I've read in the setup guide that it is highly recommended to use the -10dB (home) input level on the BFD instead of the +4 dB setting (studio).

When I first set up REW/BFD months ago I accidentally had the switch in the +4 dB setting and didn't realize it until well after I was done calibrating the filters and getting everything set up just perfectly. Not wanting to mess with an otherwise perfect setup I just left it that way.

Fast forward several months to the present and I now have a new receiver and therefore went through the complete REW/BFD setup again from scratch. This time I did so at the -10 dB setting since I knew it was recommended.

However I am trying to understand exactly just what difference the +4db versus -10db setting actually makes. For instance when I look at the lights on the BFD showing the input level, they do not seem to change at all based on the +4 vs -10 setting. So when I play a loud passage with deep LFE bass say it flashes orange at loudest part with +4db. When run with -10db it gives the same exact reading with the lights.
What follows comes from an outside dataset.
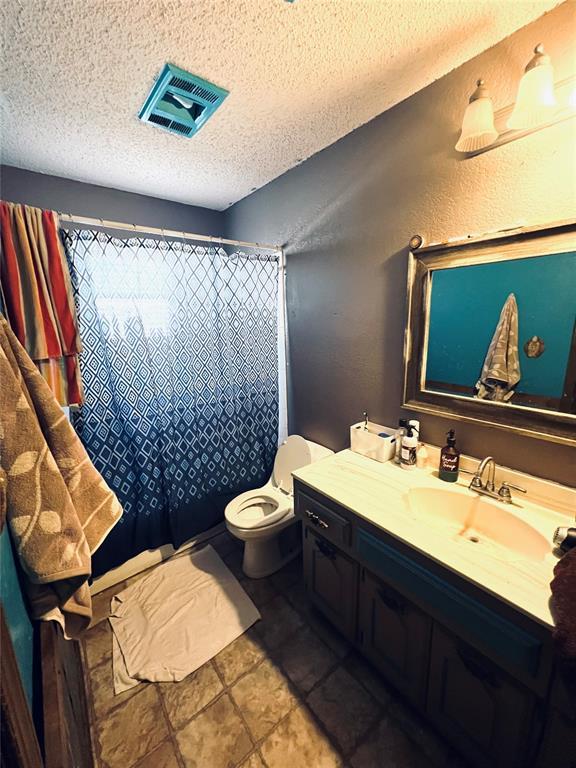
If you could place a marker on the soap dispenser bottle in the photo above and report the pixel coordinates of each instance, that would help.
(449, 459)
(409, 448)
So what difference is this setting actually making? It does not appear to affect the input or output of the sub, but I'm sure there is a notable difference here somewhere - just trying to understand what that difference is.
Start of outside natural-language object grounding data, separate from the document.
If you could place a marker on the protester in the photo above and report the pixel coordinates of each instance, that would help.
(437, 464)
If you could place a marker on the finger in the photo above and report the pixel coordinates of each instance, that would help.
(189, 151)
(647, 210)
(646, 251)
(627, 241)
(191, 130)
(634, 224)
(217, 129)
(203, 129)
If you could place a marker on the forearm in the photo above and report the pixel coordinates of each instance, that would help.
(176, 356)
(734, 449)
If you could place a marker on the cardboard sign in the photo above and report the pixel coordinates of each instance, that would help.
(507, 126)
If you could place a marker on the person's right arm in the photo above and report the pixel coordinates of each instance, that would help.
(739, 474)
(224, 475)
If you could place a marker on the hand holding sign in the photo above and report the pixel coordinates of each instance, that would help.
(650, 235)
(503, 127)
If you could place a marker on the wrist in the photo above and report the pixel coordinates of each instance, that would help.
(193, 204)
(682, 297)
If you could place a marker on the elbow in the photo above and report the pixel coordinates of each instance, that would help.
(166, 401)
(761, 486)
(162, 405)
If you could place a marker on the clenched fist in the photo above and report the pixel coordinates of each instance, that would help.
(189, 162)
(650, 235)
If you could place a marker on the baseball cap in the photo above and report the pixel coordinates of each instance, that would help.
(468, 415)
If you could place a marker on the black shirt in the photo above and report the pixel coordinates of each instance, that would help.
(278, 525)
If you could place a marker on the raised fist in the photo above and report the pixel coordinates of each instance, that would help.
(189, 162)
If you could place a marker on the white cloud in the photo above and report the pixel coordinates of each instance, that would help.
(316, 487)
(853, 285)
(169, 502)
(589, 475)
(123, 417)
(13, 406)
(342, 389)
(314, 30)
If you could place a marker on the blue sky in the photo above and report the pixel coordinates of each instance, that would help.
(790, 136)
On a related note my bass does not have as much 'thump' with music as it did with my last configuration despite having about the same response curve and house curve post calibration. Is it possible this setting is playing a part in that? 

Thanks!!


----------



## bobgpsr

Normal home usage receivers (AVRs) use the nominal line output level convention of -10 dBV so IMO best to use that into the BFD. Less chance of having your receiver output clip. The BFD should output a nominal +4 dBu pro level to a downstream amplifier.


----------



## lovingdvd

OK, I think I see now. This is dbV, not db? Not that I know what dbV is necessarily  but then this is not a measure of the actual loudness like db would be?


----------



## brucek

> This is dbV, not db? Not that I know what dbV is necessarily but then this is not a measure of the actual loudness like db would be?
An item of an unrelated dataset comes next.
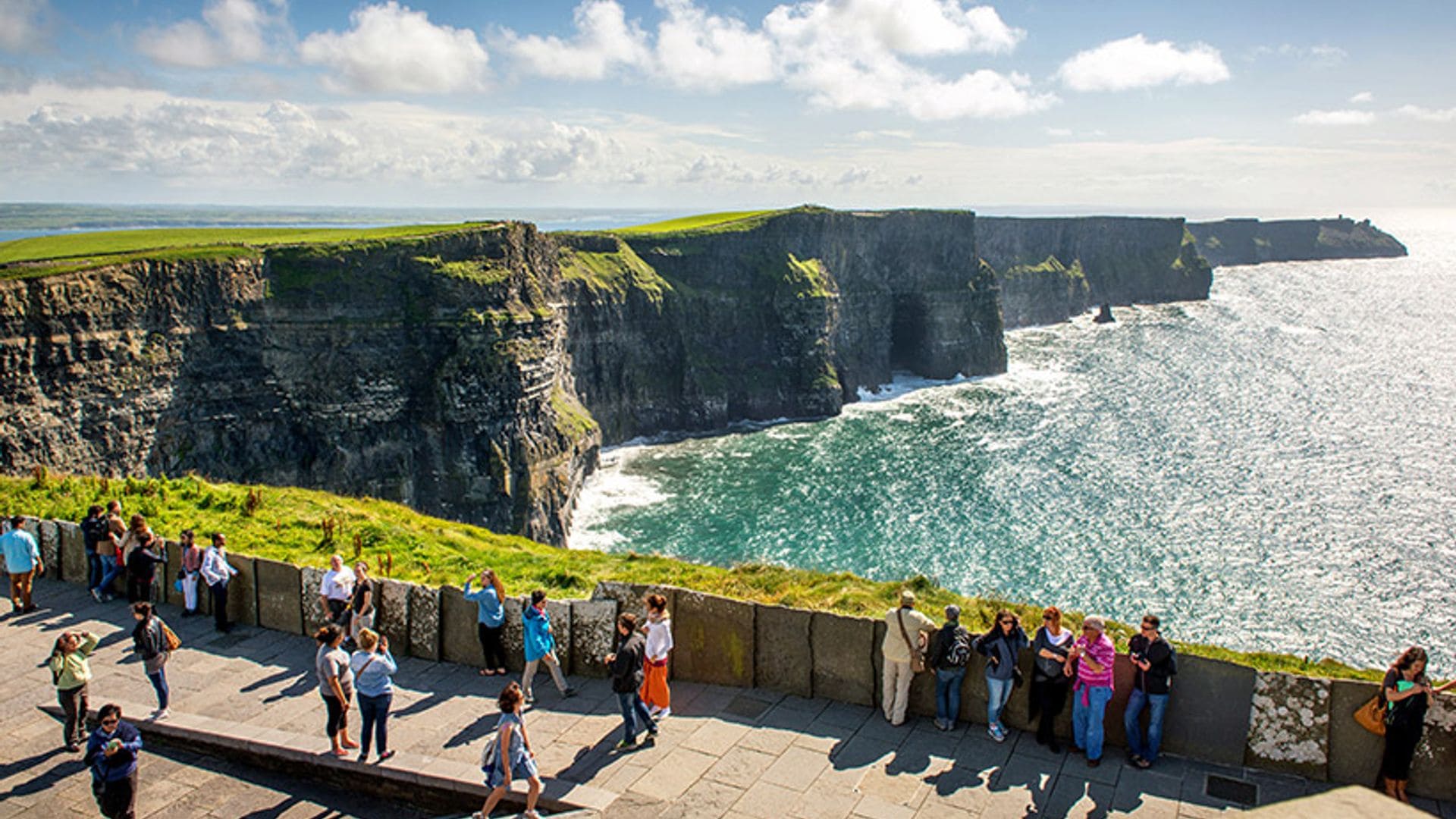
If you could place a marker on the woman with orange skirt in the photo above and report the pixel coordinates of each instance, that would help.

The two operating level switch settings are -10dBV and +4dBu.

The 0dBV reference level is 1 volt and the 0dBu reference level is 0.775 volts.

The switch doesn't change the level or affect the signal that it passes in any way through the unit. It simply changes the operating level.

Send a continuous peak signal sine wave from REW into the BFD with the switch set at -10dBV and then switch to +4dBu. You will see the LED indicator LED drop quite a bit....

brucek


----------



## thxgoon

I changed mine the other day after seeing red clip lights on the BFD. It was my (wrong) assumption that this would attenuate the input level and require more gain from the amp to achieve the same volume and this is how the BFD gained headroom. WRONG!! I clipped my amp.

Running noise to the sub and switching back and forth between the settings there was no difference in output level. Apparently just the internal processing levels are different.


----------



## Wayne A. Pflughaupt

Yup – it’s internal. Some equalizers have a switch separately for the input and output, and those _will_ make an audible difference in level if you switch one but not the other.

Regards, 
Wayne


----------